Tables 6 and 7 show that 9th Mile and Obollo communities have the same heavy metal concentration significantly in the sampled cassava tuber and soil. This reaffirms the output from the analysis of variance from Uzo-Uwani. However, it is of interest to note that there exists no significant difference between the concentrations of heavy metals in the sampled honey from the selected communities. Thus, the concentration of heavy metals in the soil sampled from Uzo-Uwani has a higher influence compared to that noted in the honey as it did not reflect its presence significantly in the bitter leaves. From the PCA, it was noted that the honey sampled from Obollo community tended to differ from the other sampled communities in terms of its cadmium and arsenic heavy metal concentrations (see Fig. 2). This was with respect to extracted factor 2 (F2) which accounted for a 16.62% variability of the data collected with respect to this study. Thus, variables associated with factor 1 (F1) account for the highest variability among the data collected. This relationship is reflected in the model development for prediction of heavy metals.

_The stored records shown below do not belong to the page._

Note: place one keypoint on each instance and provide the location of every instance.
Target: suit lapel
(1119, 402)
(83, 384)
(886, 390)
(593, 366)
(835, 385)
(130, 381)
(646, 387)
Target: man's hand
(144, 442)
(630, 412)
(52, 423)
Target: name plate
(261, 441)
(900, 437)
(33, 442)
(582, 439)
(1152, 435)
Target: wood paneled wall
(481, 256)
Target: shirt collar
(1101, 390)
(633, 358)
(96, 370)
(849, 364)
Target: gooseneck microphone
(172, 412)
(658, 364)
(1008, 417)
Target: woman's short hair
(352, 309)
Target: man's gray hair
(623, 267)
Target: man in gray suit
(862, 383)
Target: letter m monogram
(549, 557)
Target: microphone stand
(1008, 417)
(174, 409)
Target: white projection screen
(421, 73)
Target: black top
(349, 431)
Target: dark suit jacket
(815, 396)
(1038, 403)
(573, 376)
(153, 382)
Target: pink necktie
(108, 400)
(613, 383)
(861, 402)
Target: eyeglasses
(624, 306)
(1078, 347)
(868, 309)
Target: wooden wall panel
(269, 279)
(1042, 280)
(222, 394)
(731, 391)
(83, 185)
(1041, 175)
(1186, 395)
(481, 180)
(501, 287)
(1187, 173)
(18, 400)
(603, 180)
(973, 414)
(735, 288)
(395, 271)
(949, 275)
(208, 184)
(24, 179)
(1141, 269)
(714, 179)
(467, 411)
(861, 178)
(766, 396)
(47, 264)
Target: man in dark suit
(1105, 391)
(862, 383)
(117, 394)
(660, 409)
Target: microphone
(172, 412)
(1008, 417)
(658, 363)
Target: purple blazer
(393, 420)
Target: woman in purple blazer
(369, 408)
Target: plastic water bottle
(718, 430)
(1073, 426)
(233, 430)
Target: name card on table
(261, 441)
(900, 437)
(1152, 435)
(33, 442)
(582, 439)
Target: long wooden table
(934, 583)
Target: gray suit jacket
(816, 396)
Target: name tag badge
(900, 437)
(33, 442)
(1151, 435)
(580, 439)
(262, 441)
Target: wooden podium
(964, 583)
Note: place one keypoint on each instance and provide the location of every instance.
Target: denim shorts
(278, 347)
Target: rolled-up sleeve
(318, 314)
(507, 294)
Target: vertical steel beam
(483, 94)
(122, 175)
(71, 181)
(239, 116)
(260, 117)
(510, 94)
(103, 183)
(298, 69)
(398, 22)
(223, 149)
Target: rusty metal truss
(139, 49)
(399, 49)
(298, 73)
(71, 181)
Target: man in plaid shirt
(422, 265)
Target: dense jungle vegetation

Applying regression analysis for model development (Nwaogazie 2011) with respect to prediction of heavy metal concentration, a majority of the models developed by applying the quadratic approach tended to be superior to the linear equivalent judging from the MSE, goodness of fit, and R2 values (see Table 9). A total of eight models were developed and ranked in the order of superiority, and the applicable variables (dependent and independent) were the extracts from the PCA after varimax rotation (see Table 8). The models serve a useful purpose in forecasting the concentration level of any metal, say, honey given those of bitter leaves and cassava tuber (Table 9).

Exposures to mixtures may synergize or may be an additive, thus leading to adverse health effects exceeding those noted upon exposures to a single pollutant (Calderon et al. 2003). Although low doses of a single metal may not cause health effects, metal mixtures may present increased health risk (Calderon et al. 2003) and the USEPA recognizes this as a key gap in metal risk assessment (Abboud and Wilkinson 2013).

Conclusion

Results of non-carcinogenic and carcinogenic risk assessments of metals in V. amygdalina and M. esculenta samples from both rural and urban communities of Enugu State, Nigeria, were not within a safe range and may pose a public health concern. We recommend population-based biomonitoring of these heavy metals and advice physicians to consider a possible role of these heavy metals in the diagnosis and management of various diseases including cancer.